Seventy-five year-old Laxman Purushottam Khadilkar, a former National ‘B’ chess player, suffered a mild heart-attack a decade ago. But, that hasn’t stopped him from playing in local tournaments in and around Pune.

In the city to watch the World championship clash between two of the world’s best players, Viswanathan Anand and Magnus Carlsen, Khadilkar says the organisation is excellent. “Only, it (ballroom) is too cold.”

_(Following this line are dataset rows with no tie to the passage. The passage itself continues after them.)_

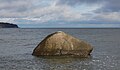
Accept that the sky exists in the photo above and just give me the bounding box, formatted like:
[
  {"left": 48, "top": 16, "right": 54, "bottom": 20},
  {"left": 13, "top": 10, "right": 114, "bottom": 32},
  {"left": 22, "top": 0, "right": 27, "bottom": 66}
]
[{"left": 0, "top": 0, "right": 120, "bottom": 28}]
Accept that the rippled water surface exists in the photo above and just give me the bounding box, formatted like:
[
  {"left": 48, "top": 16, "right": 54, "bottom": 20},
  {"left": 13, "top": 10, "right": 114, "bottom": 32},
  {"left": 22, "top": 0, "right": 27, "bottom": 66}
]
[{"left": 0, "top": 29, "right": 120, "bottom": 70}]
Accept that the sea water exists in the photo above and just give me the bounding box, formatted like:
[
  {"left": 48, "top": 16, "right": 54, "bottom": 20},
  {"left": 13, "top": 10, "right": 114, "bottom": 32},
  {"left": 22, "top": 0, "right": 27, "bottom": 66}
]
[{"left": 0, "top": 28, "right": 120, "bottom": 70}]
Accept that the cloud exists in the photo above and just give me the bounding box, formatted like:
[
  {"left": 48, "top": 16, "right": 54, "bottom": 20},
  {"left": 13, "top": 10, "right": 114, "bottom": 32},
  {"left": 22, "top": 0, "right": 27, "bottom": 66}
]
[{"left": 0, "top": 0, "right": 120, "bottom": 27}]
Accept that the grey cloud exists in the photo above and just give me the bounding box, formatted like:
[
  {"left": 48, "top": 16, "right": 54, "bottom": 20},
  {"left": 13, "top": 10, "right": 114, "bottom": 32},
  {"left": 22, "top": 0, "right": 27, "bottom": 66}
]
[
  {"left": 58, "top": 0, "right": 103, "bottom": 6},
  {"left": 100, "top": 0, "right": 120, "bottom": 12},
  {"left": 0, "top": 0, "right": 31, "bottom": 18},
  {"left": 58, "top": 0, "right": 120, "bottom": 13}
]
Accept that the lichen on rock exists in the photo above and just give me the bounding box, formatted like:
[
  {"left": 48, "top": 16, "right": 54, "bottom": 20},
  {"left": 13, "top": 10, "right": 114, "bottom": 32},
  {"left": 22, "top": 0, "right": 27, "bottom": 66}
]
[{"left": 32, "top": 31, "right": 93, "bottom": 57}]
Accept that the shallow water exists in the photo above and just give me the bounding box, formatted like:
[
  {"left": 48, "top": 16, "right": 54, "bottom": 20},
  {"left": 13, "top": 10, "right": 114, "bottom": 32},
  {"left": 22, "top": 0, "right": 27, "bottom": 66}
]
[{"left": 0, "top": 29, "right": 120, "bottom": 70}]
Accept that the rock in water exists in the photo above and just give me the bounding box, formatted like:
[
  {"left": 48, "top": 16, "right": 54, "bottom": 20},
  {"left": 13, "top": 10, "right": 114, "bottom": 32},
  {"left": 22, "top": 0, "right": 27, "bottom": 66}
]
[
  {"left": 32, "top": 31, "right": 93, "bottom": 57},
  {"left": 0, "top": 22, "right": 19, "bottom": 28}
]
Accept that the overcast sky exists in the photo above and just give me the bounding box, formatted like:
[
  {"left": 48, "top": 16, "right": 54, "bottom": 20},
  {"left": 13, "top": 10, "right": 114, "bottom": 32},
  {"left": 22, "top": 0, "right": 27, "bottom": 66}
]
[{"left": 0, "top": 0, "right": 120, "bottom": 27}]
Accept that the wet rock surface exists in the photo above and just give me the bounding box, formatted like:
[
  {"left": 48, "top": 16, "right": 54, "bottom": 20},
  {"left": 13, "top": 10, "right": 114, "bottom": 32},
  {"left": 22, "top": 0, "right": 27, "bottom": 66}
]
[
  {"left": 32, "top": 31, "right": 93, "bottom": 57},
  {"left": 0, "top": 22, "right": 18, "bottom": 28}
]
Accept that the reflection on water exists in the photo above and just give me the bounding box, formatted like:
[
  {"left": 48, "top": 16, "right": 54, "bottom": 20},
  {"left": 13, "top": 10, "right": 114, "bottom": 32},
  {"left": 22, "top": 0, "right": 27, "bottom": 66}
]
[{"left": 0, "top": 29, "right": 120, "bottom": 70}]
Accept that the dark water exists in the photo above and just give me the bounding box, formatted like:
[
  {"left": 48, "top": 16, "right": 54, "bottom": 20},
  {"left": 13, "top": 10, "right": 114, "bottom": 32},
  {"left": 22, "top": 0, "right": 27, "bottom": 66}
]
[{"left": 0, "top": 29, "right": 120, "bottom": 70}]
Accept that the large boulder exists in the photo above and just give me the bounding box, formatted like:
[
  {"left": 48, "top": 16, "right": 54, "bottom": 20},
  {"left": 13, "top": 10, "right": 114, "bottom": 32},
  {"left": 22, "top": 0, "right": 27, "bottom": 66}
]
[{"left": 32, "top": 31, "right": 93, "bottom": 57}]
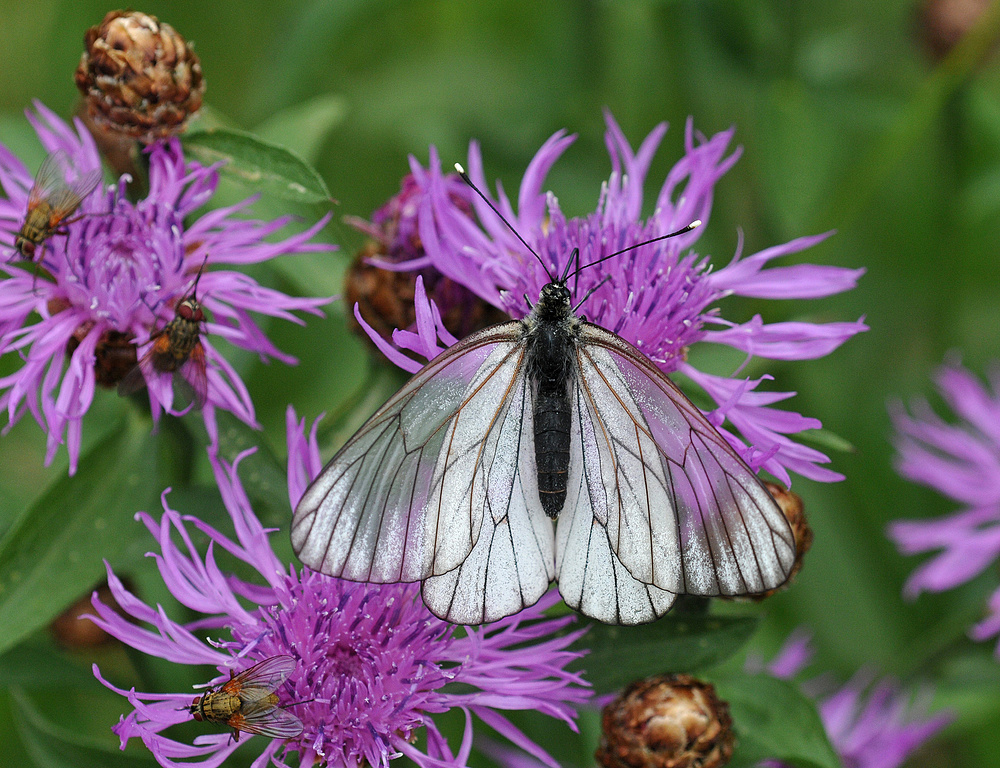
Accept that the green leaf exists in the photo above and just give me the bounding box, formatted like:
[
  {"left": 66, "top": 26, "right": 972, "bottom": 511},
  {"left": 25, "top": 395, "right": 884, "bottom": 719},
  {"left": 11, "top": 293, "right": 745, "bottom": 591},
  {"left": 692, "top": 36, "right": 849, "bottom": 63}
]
[
  {"left": 795, "top": 428, "right": 858, "bottom": 453},
  {"left": 216, "top": 410, "right": 290, "bottom": 527},
  {"left": 0, "top": 642, "right": 94, "bottom": 688},
  {"left": 183, "top": 128, "right": 331, "bottom": 203},
  {"left": 255, "top": 93, "right": 347, "bottom": 162},
  {"left": 711, "top": 674, "right": 841, "bottom": 768},
  {"left": 10, "top": 688, "right": 156, "bottom": 768},
  {"left": 0, "top": 416, "right": 161, "bottom": 653},
  {"left": 573, "top": 614, "right": 758, "bottom": 693}
]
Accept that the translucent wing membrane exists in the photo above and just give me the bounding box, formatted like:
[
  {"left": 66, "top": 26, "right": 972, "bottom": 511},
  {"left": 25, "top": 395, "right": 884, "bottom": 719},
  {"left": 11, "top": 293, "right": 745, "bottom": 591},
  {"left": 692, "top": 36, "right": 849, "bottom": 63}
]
[
  {"left": 557, "top": 325, "right": 795, "bottom": 618},
  {"left": 292, "top": 322, "right": 537, "bottom": 583},
  {"left": 423, "top": 375, "right": 555, "bottom": 624},
  {"left": 28, "top": 150, "right": 101, "bottom": 218},
  {"left": 232, "top": 699, "right": 302, "bottom": 739},
  {"left": 292, "top": 312, "right": 795, "bottom": 624},
  {"left": 230, "top": 656, "right": 295, "bottom": 701}
]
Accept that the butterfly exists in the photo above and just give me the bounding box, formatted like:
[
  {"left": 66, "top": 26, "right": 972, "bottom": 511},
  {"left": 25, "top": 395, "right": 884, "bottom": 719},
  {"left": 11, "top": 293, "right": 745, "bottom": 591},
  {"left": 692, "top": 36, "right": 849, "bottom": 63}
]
[
  {"left": 14, "top": 150, "right": 101, "bottom": 261},
  {"left": 291, "top": 165, "right": 795, "bottom": 624},
  {"left": 118, "top": 256, "right": 208, "bottom": 408},
  {"left": 188, "top": 656, "right": 302, "bottom": 741}
]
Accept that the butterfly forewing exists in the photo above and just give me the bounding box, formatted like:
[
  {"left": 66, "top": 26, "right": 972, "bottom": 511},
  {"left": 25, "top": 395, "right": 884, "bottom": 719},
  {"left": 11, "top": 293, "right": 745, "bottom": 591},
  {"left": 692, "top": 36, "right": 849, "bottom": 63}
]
[
  {"left": 292, "top": 282, "right": 795, "bottom": 624},
  {"left": 292, "top": 322, "right": 523, "bottom": 583}
]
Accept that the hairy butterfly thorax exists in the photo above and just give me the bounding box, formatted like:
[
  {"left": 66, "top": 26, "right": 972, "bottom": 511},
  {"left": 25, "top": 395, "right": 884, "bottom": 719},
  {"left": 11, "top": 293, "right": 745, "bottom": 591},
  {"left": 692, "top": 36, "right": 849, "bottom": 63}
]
[{"left": 524, "top": 281, "right": 580, "bottom": 519}]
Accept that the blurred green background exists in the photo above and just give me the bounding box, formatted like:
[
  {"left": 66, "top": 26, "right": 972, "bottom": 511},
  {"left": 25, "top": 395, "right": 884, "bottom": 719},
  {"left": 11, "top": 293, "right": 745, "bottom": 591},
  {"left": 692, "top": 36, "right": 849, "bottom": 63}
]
[{"left": 0, "top": 0, "right": 1000, "bottom": 766}]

Having played with some of India’s finest players such as Manuel Aaron, Ravi Sekhar, T.N. Parameswaran, V. Ravikumar, Arun Vaidya, M.T. Babur, Roktim Bandyopadhyay and Hari Om Sharma in the 1960s and 1970s, Khadilkar feels the epic clash between Anand and Carlsen will be very close.

“Take it from me, Anand will win by a point,” he says.

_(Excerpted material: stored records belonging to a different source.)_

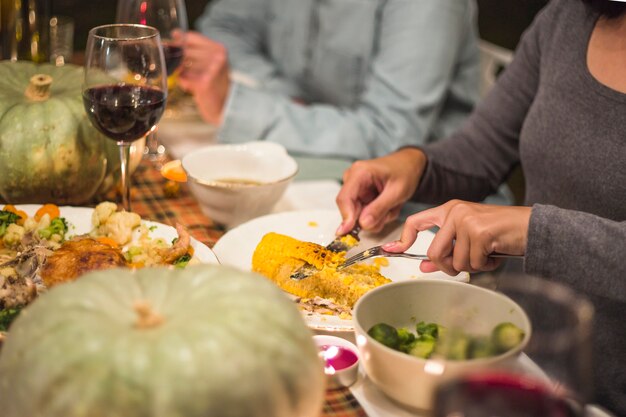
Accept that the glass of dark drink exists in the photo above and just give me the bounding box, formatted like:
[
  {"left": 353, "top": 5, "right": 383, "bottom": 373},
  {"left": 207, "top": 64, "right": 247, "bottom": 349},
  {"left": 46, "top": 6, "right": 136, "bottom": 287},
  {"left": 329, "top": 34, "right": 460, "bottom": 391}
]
[
  {"left": 116, "top": 0, "right": 188, "bottom": 164},
  {"left": 83, "top": 24, "right": 167, "bottom": 211},
  {"left": 433, "top": 275, "right": 593, "bottom": 417}
]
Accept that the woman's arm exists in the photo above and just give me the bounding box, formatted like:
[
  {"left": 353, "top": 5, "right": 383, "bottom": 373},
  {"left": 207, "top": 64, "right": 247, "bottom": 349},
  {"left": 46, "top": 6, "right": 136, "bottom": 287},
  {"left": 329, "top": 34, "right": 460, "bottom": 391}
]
[
  {"left": 524, "top": 204, "right": 626, "bottom": 300},
  {"left": 413, "top": 0, "right": 557, "bottom": 204}
]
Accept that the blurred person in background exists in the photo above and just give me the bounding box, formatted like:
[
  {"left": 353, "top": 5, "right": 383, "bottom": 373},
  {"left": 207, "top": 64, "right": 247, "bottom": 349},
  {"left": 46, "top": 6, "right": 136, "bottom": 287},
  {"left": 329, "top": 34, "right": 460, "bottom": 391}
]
[
  {"left": 337, "top": 0, "right": 626, "bottom": 416},
  {"left": 179, "top": 0, "right": 479, "bottom": 160}
]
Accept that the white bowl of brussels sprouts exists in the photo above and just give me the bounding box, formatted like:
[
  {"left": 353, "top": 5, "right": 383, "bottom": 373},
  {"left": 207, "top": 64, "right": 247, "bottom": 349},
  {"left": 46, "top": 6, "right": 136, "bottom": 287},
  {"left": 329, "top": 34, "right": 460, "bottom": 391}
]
[{"left": 353, "top": 278, "right": 531, "bottom": 411}]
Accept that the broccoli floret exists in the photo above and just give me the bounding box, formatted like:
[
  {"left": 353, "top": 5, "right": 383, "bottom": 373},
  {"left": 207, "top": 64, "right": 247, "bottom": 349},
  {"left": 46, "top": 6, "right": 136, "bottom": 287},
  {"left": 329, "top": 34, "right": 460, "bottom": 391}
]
[
  {"left": 38, "top": 217, "right": 68, "bottom": 239},
  {"left": 491, "top": 322, "right": 524, "bottom": 353},
  {"left": 0, "top": 210, "right": 20, "bottom": 237},
  {"left": 409, "top": 334, "right": 437, "bottom": 359},
  {"left": 172, "top": 253, "right": 191, "bottom": 268},
  {"left": 0, "top": 307, "right": 23, "bottom": 332},
  {"left": 367, "top": 323, "right": 400, "bottom": 349}
]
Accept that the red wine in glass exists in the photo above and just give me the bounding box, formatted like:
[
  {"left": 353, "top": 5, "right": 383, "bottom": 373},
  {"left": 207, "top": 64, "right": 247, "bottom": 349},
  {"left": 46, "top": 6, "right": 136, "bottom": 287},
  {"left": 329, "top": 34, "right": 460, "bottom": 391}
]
[
  {"left": 163, "top": 44, "right": 183, "bottom": 77},
  {"left": 83, "top": 84, "right": 165, "bottom": 142},
  {"left": 434, "top": 372, "right": 583, "bottom": 417}
]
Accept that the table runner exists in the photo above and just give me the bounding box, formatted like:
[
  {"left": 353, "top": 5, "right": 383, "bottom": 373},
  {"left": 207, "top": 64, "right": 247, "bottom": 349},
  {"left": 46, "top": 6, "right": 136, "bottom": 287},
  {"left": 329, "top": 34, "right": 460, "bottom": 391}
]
[{"left": 131, "top": 160, "right": 366, "bottom": 417}]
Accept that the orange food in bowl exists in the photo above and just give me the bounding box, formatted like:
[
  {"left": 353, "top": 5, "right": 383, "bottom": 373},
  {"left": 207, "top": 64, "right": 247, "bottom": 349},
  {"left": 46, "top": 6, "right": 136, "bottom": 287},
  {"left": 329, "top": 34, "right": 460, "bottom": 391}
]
[{"left": 161, "top": 159, "right": 187, "bottom": 182}]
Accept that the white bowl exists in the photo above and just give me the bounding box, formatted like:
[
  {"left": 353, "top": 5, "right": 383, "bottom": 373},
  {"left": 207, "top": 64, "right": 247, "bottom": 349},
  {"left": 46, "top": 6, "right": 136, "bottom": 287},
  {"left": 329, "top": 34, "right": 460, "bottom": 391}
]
[
  {"left": 353, "top": 278, "right": 531, "bottom": 411},
  {"left": 182, "top": 142, "right": 298, "bottom": 228}
]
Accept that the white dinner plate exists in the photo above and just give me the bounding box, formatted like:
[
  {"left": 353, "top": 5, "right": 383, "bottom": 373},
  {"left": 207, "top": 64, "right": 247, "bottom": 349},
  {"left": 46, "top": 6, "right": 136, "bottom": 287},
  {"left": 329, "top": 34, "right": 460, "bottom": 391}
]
[
  {"left": 15, "top": 204, "right": 219, "bottom": 264},
  {"left": 213, "top": 210, "right": 469, "bottom": 332}
]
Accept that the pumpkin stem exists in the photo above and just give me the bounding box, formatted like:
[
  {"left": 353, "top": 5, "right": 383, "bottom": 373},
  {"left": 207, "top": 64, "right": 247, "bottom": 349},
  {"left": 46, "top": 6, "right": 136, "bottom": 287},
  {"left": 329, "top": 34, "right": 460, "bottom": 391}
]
[
  {"left": 24, "top": 74, "right": 52, "bottom": 101},
  {"left": 133, "top": 300, "right": 165, "bottom": 329}
]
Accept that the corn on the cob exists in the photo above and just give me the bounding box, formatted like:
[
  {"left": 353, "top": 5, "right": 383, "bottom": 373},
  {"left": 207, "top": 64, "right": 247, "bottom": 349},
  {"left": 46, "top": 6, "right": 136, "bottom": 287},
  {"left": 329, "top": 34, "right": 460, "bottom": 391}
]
[{"left": 252, "top": 233, "right": 390, "bottom": 307}]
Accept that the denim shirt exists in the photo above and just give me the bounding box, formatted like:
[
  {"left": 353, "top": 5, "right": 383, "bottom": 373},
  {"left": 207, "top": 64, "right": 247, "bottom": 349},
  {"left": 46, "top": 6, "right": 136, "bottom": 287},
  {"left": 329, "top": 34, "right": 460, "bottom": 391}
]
[{"left": 198, "top": 0, "right": 479, "bottom": 159}]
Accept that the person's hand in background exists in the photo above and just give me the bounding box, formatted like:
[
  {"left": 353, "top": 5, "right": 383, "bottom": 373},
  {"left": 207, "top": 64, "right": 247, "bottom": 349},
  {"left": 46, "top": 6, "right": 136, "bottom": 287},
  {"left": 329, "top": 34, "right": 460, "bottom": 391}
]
[
  {"left": 336, "top": 148, "right": 426, "bottom": 235},
  {"left": 178, "top": 32, "right": 230, "bottom": 126},
  {"left": 383, "top": 200, "right": 531, "bottom": 275}
]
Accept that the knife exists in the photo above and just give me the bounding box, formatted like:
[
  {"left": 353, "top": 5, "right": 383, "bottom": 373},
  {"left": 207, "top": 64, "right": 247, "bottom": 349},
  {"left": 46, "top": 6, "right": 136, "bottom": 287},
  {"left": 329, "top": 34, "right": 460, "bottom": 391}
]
[{"left": 290, "top": 223, "right": 361, "bottom": 281}]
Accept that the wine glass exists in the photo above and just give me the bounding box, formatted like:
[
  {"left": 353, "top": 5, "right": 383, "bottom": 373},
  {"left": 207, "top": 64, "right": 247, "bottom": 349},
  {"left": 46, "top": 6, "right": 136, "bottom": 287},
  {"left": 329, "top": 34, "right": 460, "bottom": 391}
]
[
  {"left": 116, "top": 0, "right": 188, "bottom": 163},
  {"left": 83, "top": 24, "right": 167, "bottom": 211},
  {"left": 434, "top": 275, "right": 593, "bottom": 417}
]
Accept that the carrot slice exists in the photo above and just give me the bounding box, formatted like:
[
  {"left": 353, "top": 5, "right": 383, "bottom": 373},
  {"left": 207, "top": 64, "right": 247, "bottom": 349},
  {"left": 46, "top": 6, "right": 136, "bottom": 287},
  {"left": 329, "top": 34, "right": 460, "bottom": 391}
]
[
  {"left": 96, "top": 236, "right": 120, "bottom": 248},
  {"left": 2, "top": 204, "right": 28, "bottom": 226},
  {"left": 35, "top": 203, "right": 61, "bottom": 221}
]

Khadilkar, whose highest rating is 2,175, remembers playing with Anand in 1988 in a simultaneous game with 25 players.

“Anand had come to Mumbai after becoming a GM. He played a match in my friend’s Housing Complex in Pune. He drew only one game against Sajandas Joshi,” says Khadilkar.

When Anand won the Goodricke International tournament in Kolkata in 1992 along with David Norwood and Daniel King, Khadilkar was the arbiter.

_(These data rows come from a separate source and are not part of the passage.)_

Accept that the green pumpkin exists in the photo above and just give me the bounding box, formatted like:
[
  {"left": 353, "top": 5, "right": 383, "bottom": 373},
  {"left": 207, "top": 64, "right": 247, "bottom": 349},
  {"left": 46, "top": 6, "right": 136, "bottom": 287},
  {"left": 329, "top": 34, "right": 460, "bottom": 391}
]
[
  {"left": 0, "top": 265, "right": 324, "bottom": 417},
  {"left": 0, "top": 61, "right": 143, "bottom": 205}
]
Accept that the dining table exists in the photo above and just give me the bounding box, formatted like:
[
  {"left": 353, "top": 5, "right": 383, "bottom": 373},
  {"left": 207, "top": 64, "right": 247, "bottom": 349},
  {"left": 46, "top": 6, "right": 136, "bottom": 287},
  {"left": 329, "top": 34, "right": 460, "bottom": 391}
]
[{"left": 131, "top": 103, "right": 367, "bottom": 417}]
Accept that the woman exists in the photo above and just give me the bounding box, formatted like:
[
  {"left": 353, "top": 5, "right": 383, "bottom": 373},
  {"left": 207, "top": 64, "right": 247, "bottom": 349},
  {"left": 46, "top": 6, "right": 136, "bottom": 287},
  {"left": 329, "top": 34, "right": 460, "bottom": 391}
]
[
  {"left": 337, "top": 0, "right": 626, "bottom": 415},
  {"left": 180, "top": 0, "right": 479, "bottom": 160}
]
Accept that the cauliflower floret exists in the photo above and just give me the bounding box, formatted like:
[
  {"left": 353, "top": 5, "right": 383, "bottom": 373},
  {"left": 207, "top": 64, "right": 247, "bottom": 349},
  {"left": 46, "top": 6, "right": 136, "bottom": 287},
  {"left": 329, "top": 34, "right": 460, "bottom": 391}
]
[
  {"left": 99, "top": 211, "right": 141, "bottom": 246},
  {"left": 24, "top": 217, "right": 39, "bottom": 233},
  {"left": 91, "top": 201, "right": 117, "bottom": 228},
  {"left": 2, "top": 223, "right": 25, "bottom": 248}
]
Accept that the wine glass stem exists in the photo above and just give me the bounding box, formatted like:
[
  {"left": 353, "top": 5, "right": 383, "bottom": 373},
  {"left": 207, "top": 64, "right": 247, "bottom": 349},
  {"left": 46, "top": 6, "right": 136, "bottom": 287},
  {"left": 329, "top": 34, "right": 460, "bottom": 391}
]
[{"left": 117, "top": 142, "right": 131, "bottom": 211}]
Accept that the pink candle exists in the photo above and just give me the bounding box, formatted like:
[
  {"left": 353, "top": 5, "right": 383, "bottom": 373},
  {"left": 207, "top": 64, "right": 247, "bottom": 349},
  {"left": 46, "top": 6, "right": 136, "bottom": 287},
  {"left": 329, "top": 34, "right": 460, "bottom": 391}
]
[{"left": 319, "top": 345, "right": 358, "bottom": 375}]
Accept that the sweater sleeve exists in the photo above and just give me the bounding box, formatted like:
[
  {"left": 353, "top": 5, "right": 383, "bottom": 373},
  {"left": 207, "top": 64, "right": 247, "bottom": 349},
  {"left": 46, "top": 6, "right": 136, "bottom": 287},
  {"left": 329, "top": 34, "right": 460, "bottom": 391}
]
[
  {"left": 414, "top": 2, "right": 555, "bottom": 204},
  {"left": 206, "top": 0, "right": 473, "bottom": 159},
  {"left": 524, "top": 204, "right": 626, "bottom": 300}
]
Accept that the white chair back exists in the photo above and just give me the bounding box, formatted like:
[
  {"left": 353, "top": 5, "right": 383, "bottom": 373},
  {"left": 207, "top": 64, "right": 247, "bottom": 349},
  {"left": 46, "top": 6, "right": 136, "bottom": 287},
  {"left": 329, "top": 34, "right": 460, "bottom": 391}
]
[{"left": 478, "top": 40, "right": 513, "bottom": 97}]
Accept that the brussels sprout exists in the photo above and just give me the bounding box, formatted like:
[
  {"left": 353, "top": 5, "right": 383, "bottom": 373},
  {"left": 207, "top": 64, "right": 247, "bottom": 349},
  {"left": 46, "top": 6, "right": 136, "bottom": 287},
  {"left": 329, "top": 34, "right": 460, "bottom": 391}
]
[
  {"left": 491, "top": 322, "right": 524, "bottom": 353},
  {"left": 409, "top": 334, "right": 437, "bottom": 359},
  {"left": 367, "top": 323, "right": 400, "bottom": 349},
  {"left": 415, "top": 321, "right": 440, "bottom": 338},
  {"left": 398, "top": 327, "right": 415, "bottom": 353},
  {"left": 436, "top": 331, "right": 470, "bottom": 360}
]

He recalled the “Tamil Nadu circuit” in those days with fondness. “There used to be tournaments one after the other. There were events in Palani, Coimbatore, Madurai and Chennai,” Khadilkar said. Khadilkar participated in the Mayor’s Cup International tournament in Mumbai early this year, where he “played badly and lost around 75 points”. But he made up for it by winning prizes in local tournaments in the veterans’ category at Pune and Baramati recently.

Chess has given him relatively good health. “Yes, it has played a part in my healthy life. I do go out for walks. When I sit before the chessboard, I forget everything. Only after the match, do I start worrying about other things,” said Khadilkar, whose grand uncle is V.K. Khadilkar, the first Indian to play in the British championship in Southampton in 1924.

What Khadilkar cherishes most is the friendship he has forged out of chess. “I may not have been a top-rated player in my career, but I have friends all over India.”